The untold truth of the Myers Briggs test

If you know your INTJ from your ENFP, chances are you’re familiar with the MBTI — the Myers-Briggs Personality Type Indicator or MBTI, that categorizes and defines what kind of personality you might have, based on a self-administered test. The quiz (which isn’t too different from a typical internet questionnaire), was developed by Isabel Myers and her mother Katherine, who were intrigued by Carl Jung’s theory of personality types, and they felt the theory might be useful in real life. The test is made of four different scales: Extraversion – Introversion; Sensing – Intuition; Thinking – Feeling; and Judging – Perceiving (via Very Well Mind).
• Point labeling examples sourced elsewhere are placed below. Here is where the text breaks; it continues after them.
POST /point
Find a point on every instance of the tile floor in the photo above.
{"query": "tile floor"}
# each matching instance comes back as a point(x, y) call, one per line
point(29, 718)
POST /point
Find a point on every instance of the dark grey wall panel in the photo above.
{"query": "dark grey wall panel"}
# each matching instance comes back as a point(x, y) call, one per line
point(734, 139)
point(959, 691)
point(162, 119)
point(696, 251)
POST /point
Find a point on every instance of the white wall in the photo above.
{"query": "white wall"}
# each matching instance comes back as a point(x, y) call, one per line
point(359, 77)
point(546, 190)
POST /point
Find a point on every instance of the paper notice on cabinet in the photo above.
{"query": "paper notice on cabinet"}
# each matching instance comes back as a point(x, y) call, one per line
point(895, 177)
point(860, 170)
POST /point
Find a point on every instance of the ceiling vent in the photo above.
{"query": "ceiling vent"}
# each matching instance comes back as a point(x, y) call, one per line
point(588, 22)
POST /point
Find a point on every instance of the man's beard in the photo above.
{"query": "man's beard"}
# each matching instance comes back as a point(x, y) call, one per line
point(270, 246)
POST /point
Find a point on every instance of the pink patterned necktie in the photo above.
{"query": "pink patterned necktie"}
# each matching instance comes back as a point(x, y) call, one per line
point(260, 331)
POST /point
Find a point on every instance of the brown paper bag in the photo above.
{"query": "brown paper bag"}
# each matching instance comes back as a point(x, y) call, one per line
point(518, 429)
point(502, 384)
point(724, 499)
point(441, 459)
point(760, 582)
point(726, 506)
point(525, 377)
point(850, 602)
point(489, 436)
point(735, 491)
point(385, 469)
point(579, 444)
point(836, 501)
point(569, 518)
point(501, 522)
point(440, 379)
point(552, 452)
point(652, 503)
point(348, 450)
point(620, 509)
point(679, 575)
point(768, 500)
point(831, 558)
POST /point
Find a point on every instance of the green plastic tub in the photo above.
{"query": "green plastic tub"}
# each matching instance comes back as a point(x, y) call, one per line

The test, which is available here, yields 16 different personality types based on a person’s tendency towards the different characteristics.

About two million people take it annually, officially, at the request of organizations and educational institutions, as well as recreationally, but there is a problem: psychologists say the test is actually meaningless (via Vox). University of Pennsylvania’s Adam Grant is a longtime critic of the test and tells Vox that “There’s just no evidence behind it. The characteristics measured by the test have almost no predictive power on how happy you’ll be in a situation, how you’ll perform at your job, or how happy you’ll be in your marriage.”

The Myers Briggs test has been discredited

In a column published by Psychology Today, Claremont McKenna College psychology professor Ronald E Riggio says that while the test may have been inspired by Jungian theory, its foundation rests on Isabel Myers’ interpretation of that theory. Riggio also says there are structural problems with the MBTI, including the fact that it only offers test-takers binary questions – meaning, two choices. If you take the test a few times, and you change a few answers in the extraversion vs introversion section for instance, you go from being an extravert to an introvert. Vox reports that different results have been seen in as many as 50 percent of test takers who fill out the MBTI a second time within a five-week period. The variances, psychologists say, make it difficult to use the MBTI for anything meaningful like determining career choices, or identifying potential hires.

Still, the MBTI has its uses. Riggio writes: “Perhaps the best use for the MBTI is for self-reflection. If used as a starting point for discussing how people vary in their personalities, and emphasizing tolerance for individual differences and taking others’ perspectives, then it can be a useful tool. However, it is important that the test administrator caution against over-interpretation of the results, and discuss the limitations of the instrument” (via Psychology Today).